Asynchronous Advantage Actor Critic Methods

Concerning Reinforcement Learning on 24 Apr 2021

Mathematics

Reinforcement

MachineLearning

The name Asynchronous Advantage Actor Critic Methods is quite a mouthful. From now on, we shall call it, just like it is called in academica world, A3C method. Introduced by Google Deepmind, again, in 2016, A3C methods have significantly picked up pace. Its simplicity, robustness and speed in standard RL tasks has made policy gradients and DQN obsolete.
In this article, we will dig deeper into A3C algorithm both from mathematical persective as well as implementation angle.

A3C - an understanding.

Let’s break down the 3As of A3C methods:

Asynchronous:
In computer engineering, parallel processing and asynchronization acts as a backbone. Here is a quick snap explaining parallel processing more intuitively.

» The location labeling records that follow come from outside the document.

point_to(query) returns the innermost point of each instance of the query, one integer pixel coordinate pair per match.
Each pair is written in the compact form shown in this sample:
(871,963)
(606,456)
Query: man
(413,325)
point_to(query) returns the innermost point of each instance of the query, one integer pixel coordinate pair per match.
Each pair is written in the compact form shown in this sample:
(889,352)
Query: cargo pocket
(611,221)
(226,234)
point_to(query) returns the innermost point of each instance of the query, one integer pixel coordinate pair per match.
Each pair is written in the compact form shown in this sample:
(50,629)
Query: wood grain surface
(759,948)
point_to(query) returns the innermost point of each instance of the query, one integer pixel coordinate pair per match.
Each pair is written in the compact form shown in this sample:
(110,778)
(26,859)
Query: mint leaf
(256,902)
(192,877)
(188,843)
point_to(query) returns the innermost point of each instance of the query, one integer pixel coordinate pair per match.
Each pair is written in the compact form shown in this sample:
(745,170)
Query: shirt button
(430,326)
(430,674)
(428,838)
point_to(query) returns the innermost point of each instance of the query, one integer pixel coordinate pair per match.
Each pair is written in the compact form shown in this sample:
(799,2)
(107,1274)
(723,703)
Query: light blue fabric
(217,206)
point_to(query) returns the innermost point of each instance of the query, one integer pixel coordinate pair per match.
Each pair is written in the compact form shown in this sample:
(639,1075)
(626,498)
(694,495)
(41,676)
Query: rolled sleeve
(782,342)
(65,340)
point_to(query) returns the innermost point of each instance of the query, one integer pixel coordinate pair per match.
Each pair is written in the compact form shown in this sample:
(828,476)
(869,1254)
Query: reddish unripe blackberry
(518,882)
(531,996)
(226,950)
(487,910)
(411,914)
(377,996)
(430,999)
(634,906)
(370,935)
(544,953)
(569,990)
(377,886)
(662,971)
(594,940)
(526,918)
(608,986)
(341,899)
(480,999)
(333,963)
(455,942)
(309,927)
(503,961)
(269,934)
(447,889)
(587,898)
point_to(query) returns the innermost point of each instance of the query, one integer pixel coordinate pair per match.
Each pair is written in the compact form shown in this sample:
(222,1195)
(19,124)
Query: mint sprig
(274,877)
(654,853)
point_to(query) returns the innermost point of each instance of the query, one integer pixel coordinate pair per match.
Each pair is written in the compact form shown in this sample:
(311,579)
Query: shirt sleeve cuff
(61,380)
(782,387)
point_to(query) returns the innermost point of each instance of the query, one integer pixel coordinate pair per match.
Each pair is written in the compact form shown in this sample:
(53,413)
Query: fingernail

So, how is this concept used here? The below image (taken from: A Brandom-ian view of Reinforcement Learning towards strong-AI) summarizes the asynchronous concept in A3C methods quite elegantly.
At the top of it, there is a master Network, which maintains a global set of parameters. Learning in parallel are local worker agents with their own set of Actor Critic models and parameters. Parameters are shared between global and local networks asynchronously as shown in the second image below
Okay. Parallel Processing is a “cool” concept. But why here? What do we get from asynchronous learning?
1. Efficient Memory management. In DQN, we used an experience replay buffer to store state transitions. For more real situations, the memory requirements could go to million transitions (or more. Ofcourse, more is better). But was that efficient? No! Using asynchronous learning, we are achieving similar goal of recording state transitions through multiple agents.
2. Faster Learning. Well, more agents are now learning the best policy now in parallel. If ought to have faster training time.
Advantage:
Advantage is a mere metric which tells the advantage of taking a particular action. Mathematically, k step advantage is written as \(A(s_t, a_t; \theta, \theta_v) = \sum_i \gamma^i.r_{t} + \gamma^k.V(s_{t+k, \theta_v}) - V(s_t, \theta_v)\)
In actor critic method article, we learnt about how advantage functions can be used efficiently to make actor critic learning more stable.
Actor:
As simple as it may sound now, actor is simply the policy network, i.e, it learns the probability distribution of actions given a particular state \(\pi(a_t| s_t, \theta)\)
Critic:
Critic is simple the value function which criticizes how good or bad the policy is. You can dig deeper into it in the previous article.

The Algorithm

Deepmind paper provides a psuedo code for A3C algorithm, which is relatiely intuitive to comprehend. A3C Pseudo Code

A3C Flow diagram

I have taken a step further, and tried to make a flow diagram for this algo. In the flowchart, I have added 2 local agents which learn in parallel while getting the latest parameters from the master network.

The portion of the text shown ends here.